“For as many of you as have been baptized into Christ have put on Christ” (Gal. 3:27). The Greek word here translated “put on,” expresses the thought of putting on clothes: “to be clothed in: have on to wear.” It well expresses the thought of baptism, as expressed elsewhere: of being buried, lost sight of: baptism being a burial in the water, so that the person baptized is overwhelmed, lost sight of, and shut away from the sight of the world.
Baptism in water is but the form in which is expressed the fact that the individual is buried, overwhelmed, clothed, and lost sight of, in Christ; so that instead of the old man being seen in the world and by the world, it is only Christ that is seen in the baptized individual.
The thought of this verse is expressed in another place: “As ye have therefore received Christ Jesus the Lord, so walk ye in him” (Col. 2:6). As you have put on Christ, and so are clothed in Christ, so wear him as your clothing, that you yourself may be hidden, and only Christ appear.
This is the truth expressed in baptism. Oh, that this truth were indeed always expressed in baptism. How many realize that baptism in the water is not itself the true baptism; but is only the outward expression of that which is the true baptism? For though a person be baptized, buried, overwhelmed, and lost sight of in the water—if that be all, then it is but nothing. Baptism consists not in the putting away of the filth of the flesh, but the answer of a good conscience toward God. (1 Peter 3:21). And a good conscience is found only in “the blood of Christ, who through the eternal Spirit offered himself without spot to God” (Heb. 9:14). When each soul, to be baptized in the water has already been, by faith, overwhelmed, clothed, and lost sight of, in Christ, and the baptism in the water is the expression of his faith which has clothed him indeed in Christ, then baptism will not only bear to Christians its true meaning, but will also bear to the world its true meaning.

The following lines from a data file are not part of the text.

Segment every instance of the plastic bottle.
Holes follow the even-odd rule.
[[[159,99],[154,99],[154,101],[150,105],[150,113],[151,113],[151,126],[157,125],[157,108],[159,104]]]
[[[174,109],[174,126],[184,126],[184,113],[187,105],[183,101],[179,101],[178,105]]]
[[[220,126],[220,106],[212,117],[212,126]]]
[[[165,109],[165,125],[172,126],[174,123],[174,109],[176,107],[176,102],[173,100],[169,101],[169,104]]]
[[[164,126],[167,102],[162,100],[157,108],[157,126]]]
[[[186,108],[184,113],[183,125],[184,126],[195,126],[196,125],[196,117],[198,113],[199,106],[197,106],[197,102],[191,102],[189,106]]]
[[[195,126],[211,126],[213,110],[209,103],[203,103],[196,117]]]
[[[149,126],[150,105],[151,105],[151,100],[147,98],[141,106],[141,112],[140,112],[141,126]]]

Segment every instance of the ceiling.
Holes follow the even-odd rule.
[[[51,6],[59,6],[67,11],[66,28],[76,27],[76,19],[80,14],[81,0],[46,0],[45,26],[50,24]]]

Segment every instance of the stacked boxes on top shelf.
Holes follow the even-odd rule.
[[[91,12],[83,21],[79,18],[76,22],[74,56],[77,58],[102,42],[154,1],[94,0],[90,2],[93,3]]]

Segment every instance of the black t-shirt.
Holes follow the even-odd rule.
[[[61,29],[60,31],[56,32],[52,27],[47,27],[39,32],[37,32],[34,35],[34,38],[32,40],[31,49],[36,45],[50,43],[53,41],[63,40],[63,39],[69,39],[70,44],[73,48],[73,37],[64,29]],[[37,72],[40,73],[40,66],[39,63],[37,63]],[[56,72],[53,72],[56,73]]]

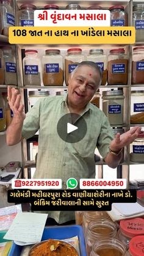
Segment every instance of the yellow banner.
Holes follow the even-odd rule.
[[[10,27],[15,44],[133,44],[134,27]]]

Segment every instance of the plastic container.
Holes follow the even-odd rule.
[[[42,58],[44,86],[62,86],[63,82],[63,57],[57,49],[48,49]]]
[[[144,41],[144,4],[136,4],[133,6],[132,20],[135,28],[135,40]]]
[[[41,241],[47,240],[49,238],[62,240],[75,236],[77,236],[79,238],[81,255],[87,256],[82,229],[79,225],[45,227]],[[22,249],[23,246],[18,246],[13,243],[9,256],[20,256]]]
[[[87,57],[87,60],[96,63],[103,71],[101,86],[105,86],[107,82],[107,56],[104,55],[103,49],[92,49]]]
[[[108,56],[108,84],[127,84],[128,57],[123,48],[113,49]]]
[[[70,75],[77,66],[78,64],[84,60],[84,55],[81,48],[70,48],[67,50],[65,57],[65,81],[66,86],[68,85]]]
[[[34,26],[34,10],[36,6],[31,4],[24,4],[20,6],[18,11],[18,24],[23,26]]]
[[[124,98],[122,90],[103,92],[103,111],[110,125],[123,124]]]
[[[40,60],[38,51],[34,49],[26,50],[23,59],[23,76],[24,86],[40,86]]]

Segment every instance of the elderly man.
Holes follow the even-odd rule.
[[[8,89],[13,118],[7,130],[7,144],[15,145],[23,138],[27,139],[39,129],[37,170],[34,178],[62,178],[63,188],[66,187],[68,178],[93,178],[96,146],[106,163],[115,168],[121,160],[121,149],[137,137],[140,128],[134,127],[121,135],[118,133],[113,139],[104,114],[90,103],[101,84],[101,71],[94,62],[81,62],[70,76],[68,95],[38,101],[26,117],[18,90]],[[57,132],[59,119],[68,113],[80,115],[77,125],[81,118],[87,123],[87,131],[77,142],[68,143]],[[72,212],[51,212],[49,216],[59,223],[74,219]]]

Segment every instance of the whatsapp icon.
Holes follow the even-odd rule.
[[[67,188],[73,189],[77,186],[77,181],[75,178],[70,178],[67,181]]]

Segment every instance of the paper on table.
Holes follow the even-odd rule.
[[[45,213],[18,213],[4,238],[26,243],[40,242],[47,217]]]

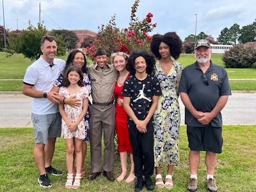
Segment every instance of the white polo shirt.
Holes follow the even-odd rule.
[[[35,90],[42,92],[51,92],[53,84],[63,70],[66,62],[54,58],[54,65],[51,67],[42,56],[29,66],[26,71],[23,82],[33,86]],[[32,113],[38,115],[48,115],[59,111],[58,105],[47,98],[33,98]]]

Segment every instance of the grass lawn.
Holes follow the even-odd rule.
[[[45,191],[47,189],[39,186],[37,182],[38,172],[33,156],[33,129],[32,128],[0,129],[0,191]],[[223,127],[224,145],[223,152],[218,155],[215,171],[218,191],[256,191],[256,132],[253,125],[224,125]],[[180,157],[178,166],[175,166],[173,188],[171,191],[187,191],[189,177],[188,159],[188,147],[186,127],[180,127]],[[199,191],[207,191],[206,177],[204,162],[205,153],[201,153],[201,162],[198,177]],[[86,157],[86,177],[90,173],[90,147]],[[52,165],[63,172],[62,176],[50,175],[52,183],[51,191],[67,191],[65,189],[67,177],[65,144],[62,138],[58,138]],[[163,167],[163,170],[166,170]],[[129,171],[129,168],[128,170]],[[121,172],[119,156],[115,159],[115,176]],[[163,172],[163,177],[165,177]],[[155,176],[152,177],[154,180]],[[71,189],[73,191],[72,189]],[[124,182],[111,182],[104,177],[94,181],[81,180],[79,191],[133,191],[134,184]],[[147,191],[143,188],[143,191]],[[156,189],[154,191],[167,191]]]

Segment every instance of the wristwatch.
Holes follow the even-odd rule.
[[[44,98],[47,98],[47,93],[46,93],[46,92],[44,93]]]

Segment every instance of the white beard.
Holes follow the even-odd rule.
[[[208,62],[209,61],[210,61],[210,60],[211,60],[211,57],[205,58],[204,56],[200,56],[200,57],[196,58],[196,56],[195,56],[195,58],[196,58],[197,62],[199,63],[205,63]]]

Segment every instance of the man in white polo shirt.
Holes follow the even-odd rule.
[[[60,136],[61,128],[57,100],[59,96],[51,90],[66,62],[54,58],[57,45],[54,36],[43,36],[40,49],[42,55],[26,70],[22,92],[33,97],[31,118],[35,132],[34,158],[40,175],[38,182],[41,187],[51,188],[47,173],[63,174],[51,166],[56,139]]]

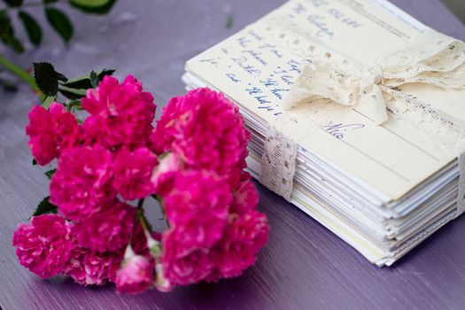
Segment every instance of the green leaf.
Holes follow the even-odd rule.
[[[47,176],[47,178],[50,180],[51,179],[51,177],[53,176],[53,174],[55,174],[55,173],[57,172],[57,169],[50,169],[47,172],[45,172],[45,175]]]
[[[46,97],[45,99],[43,99],[43,103],[42,103],[42,106],[44,108],[44,109],[48,109],[50,107],[51,104],[57,100],[57,96],[49,96],[49,97]]]
[[[24,11],[18,12],[18,17],[22,21],[23,26],[27,33],[29,41],[38,46],[42,42],[42,28],[35,19]]]
[[[4,0],[9,6],[21,6],[23,0]]]
[[[66,14],[58,9],[46,7],[45,16],[47,17],[49,23],[53,27],[61,38],[66,43],[69,42],[73,37],[74,31],[73,24]]]
[[[69,112],[71,112],[74,109],[74,110],[78,110],[78,111],[83,110],[82,104],[81,103],[81,100],[75,100],[75,101],[69,102],[66,105],[66,108],[67,108],[67,110]]]
[[[112,75],[114,73],[114,70],[104,69],[97,73],[98,77],[98,83],[102,81],[105,75]],[[71,89],[92,89],[92,82],[90,81],[90,74],[80,76],[78,78],[69,80],[66,83],[62,83],[63,86],[69,87]]]
[[[6,79],[0,78],[0,85],[2,85],[2,87],[4,88],[5,91],[17,91],[18,90],[18,87],[16,86],[16,84],[12,82],[12,81],[9,81]]]
[[[106,14],[115,4],[116,0],[69,0],[69,4],[91,14]]]
[[[65,75],[55,71],[47,62],[34,63],[34,78],[41,91],[47,96],[56,96],[58,92],[58,81],[66,81]]]
[[[19,40],[18,40],[17,37],[13,36],[12,35],[2,37],[2,41],[6,46],[11,47],[14,50],[14,51],[22,53],[24,52],[24,46],[21,43]]]
[[[89,75],[89,79],[90,84],[92,85],[92,89],[97,89],[100,81],[98,80],[98,75],[97,75],[95,71],[92,70]]]
[[[42,214],[57,213],[58,207],[50,202],[50,196],[44,198],[37,205],[32,216],[39,216]]]
[[[0,11],[0,40],[6,46],[13,49],[19,53],[24,51],[24,46],[19,40],[14,35],[14,30],[12,27],[12,20],[4,11]]]

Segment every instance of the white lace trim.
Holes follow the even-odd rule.
[[[261,157],[260,182],[291,200],[296,172],[297,144],[275,127],[270,127]]]

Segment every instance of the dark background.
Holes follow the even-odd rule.
[[[458,17],[465,21],[465,1],[463,0],[442,0],[446,5]]]

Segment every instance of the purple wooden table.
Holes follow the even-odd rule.
[[[465,27],[438,0],[396,0],[421,21],[465,39]],[[283,0],[120,0],[105,17],[72,13],[76,37],[20,57],[25,66],[50,60],[77,76],[97,67],[134,74],[159,106],[183,92],[184,61],[254,21]],[[227,28],[228,16],[234,26]],[[0,48],[0,52],[4,52]],[[272,226],[258,263],[237,279],[119,296],[112,285],[86,289],[69,279],[41,280],[21,267],[11,245],[17,223],[45,196],[43,171],[32,168],[24,127],[35,97],[0,90],[0,306],[3,309],[433,309],[465,308],[465,217],[391,268],[378,268],[283,198],[259,186]],[[152,218],[156,218],[152,216]],[[157,223],[159,224],[159,223]],[[161,224],[160,224],[161,225]]]

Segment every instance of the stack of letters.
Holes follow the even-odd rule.
[[[291,0],[186,63],[236,102],[249,168],[378,266],[463,211],[463,43],[384,0]]]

“There is neither Jew nor Greek, there is neither bond nor free, there is neither male nor female: for ye are all one in Christ Jesus” (Gal. 3:28). Among those who are Christians, there are no racial, tribal, national, or any other distinctions, for all are one in Christ Jesus. And, whoever among those professing to be Christians, there are seen any distinctions of any kind, by that very fact it is therein declared that among them Christ is not truly apprehended. Accordingly, the Revised Version brings out this very thought, that among those who have been baptized into Christ, and so have put on Christ, “there can be neither Jew nor Greek, there can be neither bond nor free, there can be no male and female,” for all are one, and that one is only Christ.
The thought is that, when the man has died, and has been buried—baptized—intoChrist: overwhelmed, lost sight of, in Christ, he is forever taken away from himself, and is not himself any more. If he was an American before, he is not an American now: he is a Christian. If he was a Scythian before, he is not a Scythian now: he is a Christian. If he was an African before, he is not an African now: he is a Christian. If he was a slave before, he is not a slave now: he is a Christian. So that among those who are truly Christ’s, who have put on Christ, and who are wearing Christ, all manner of racial, tribal, national, or whatsoever distinction, is utterly gone. There is no respect of persons with God, nor with those who are the children of God: it is only character that counts and that the character of Christ—the righteousness of God which is by faith of Jesus Christ.
And thus, “if ye be Christ’s then are ye Abraham’s seed; and heirs according to the promise” (Gal. 3:29). The promise is only to Abraham, and to his seed, which is Christ. Accordingly, that promise and inheritance, could not possibly fall to any person but to Christ. For, “he saith not, And to seeds, as of many; but as of one, And to thy seed, which is Christ.” Then, whosoever shall not be found with Christ, so that Christ is the individual who is seen, can never be heir to the inheritance nor receive the promise. And wherever among professed Christians there are divisions or dissensions, the promise of the inheritance is forfeited. Because the promise is not unto “seeds, as of many, but as of one. And to thy seed, which is Christ:” and Christ is not divided. He is one, and only those who are one IN HIM, can possible receive the inheritance.